In the latest successful Republican filibuster threat, Maine’s two senators joined in blocking the confirmation of a new head of the Consumer Financial Protection Bureau — not because they opposed the nominee, but because they wanted changes in the bureau’s structure.
Sen. Susan Collins voted against confirmation. Sen. Olympia Snowe voted “present,” which had the same effect as a “no” vote. She cited her husband’s work relating to student loans, which the agency wold oversee. The 53-48 majority favoring confirmation was seven votes short of the 60 votes needed to cut off debate.
So the new bureau remains headless. The nominee, Richard Cordray, the Ohio attorney general, is widely regarded as fully qualified to lead the much-needed watchdog agency. The Republican minority took the unusual course of rejecting him as a means of opposing the structure of the agency. Both Maine Senators had voted for the Wall Street reform law that created the bureau, supplying the necessary votes to avert a filibuster. Neither one complained about the agency’s structure at the time.
Maine’s senators have broken ranks with their party sometimes on other occasions, but they joined the Republican filibuster on Dec. 6 against the confirmation of Caitlin Halligan for the U.S. Court of Appeals in the District of Columbia. The 54-45 vote was six votes shy of the 60 needed to block the filibuster.
That vote seems to have marked the end of an agreement negotiated in 2005 by the Senate’s so-called “Gang of 14,” which set a standard for opposing judicial nominations only in cases of “extraordinary circumstances.”
At that time, the shoe was on the other foot. It was a Democratic Senate minority that was filibustering 10 conservative appellate court candidates nominated by President George W. Bush. Desperate Senate Republicans threatened to employ the “nuclear option” to change the Senate’s rules to eliminate the use of the filibuster to prevent judicial confirmation votes. Instead of seeking a two-thirds vote required by the Senate rules themselves, the Republicans argued that the Senate had the right to set its own rules and could change them by a simple majority vote. Democrats insisted on a two-thirds vote.
Compromising the showdown looked impossible, but neither Majority Leader Bill Frist nor Minority Leader Harry Reid apparently wanted to do away with the filibuster, since it does serve as a protection for whichever party is in the minority. So each party selected seven members, including both of Maine’s senators on the Republican side. Together they reached an agreement. The seven Democrats would no longer vote with their party in filibustering judicial nominations except in “extraordinary circumstances.” The seven Republicans would break with their party’s leadership and not vote for the “nuclear option.”

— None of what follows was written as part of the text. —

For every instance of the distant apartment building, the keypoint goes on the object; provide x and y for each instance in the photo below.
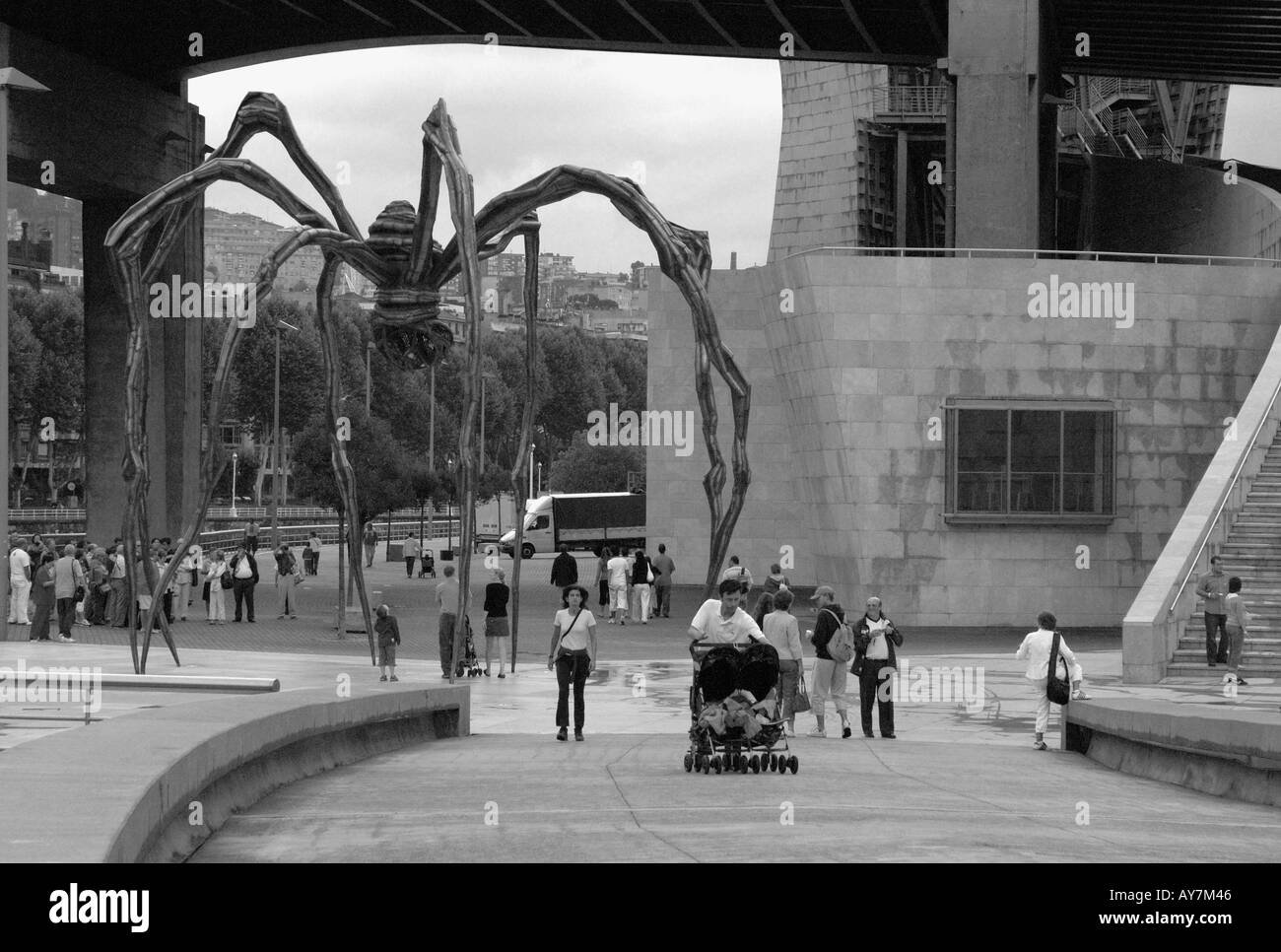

The deal held pretty well for a time. Three of the 10 filibustered nominees had already withdrawn. Five of the remaining seven were confirmed. The Gang of 14 continued its role. It met in November 2005 to discuss President Bush’s nomination of Samuel Alito to the Supreme Court. The group reached no conclusion, but when the Alito nomination came up for a vote in January 2006, it provided enough votes for cloture to prevent a filibuster.
Partisan division in the Senate has sharpened since then, and the Gang of 14 is extinct. Sadly, there is little inclination among most of the Republicans to permit simple majority votes. And if they regain control of the Senate, we can expect more of the same from the Democrats. The filibuster lives on. So does gridlock.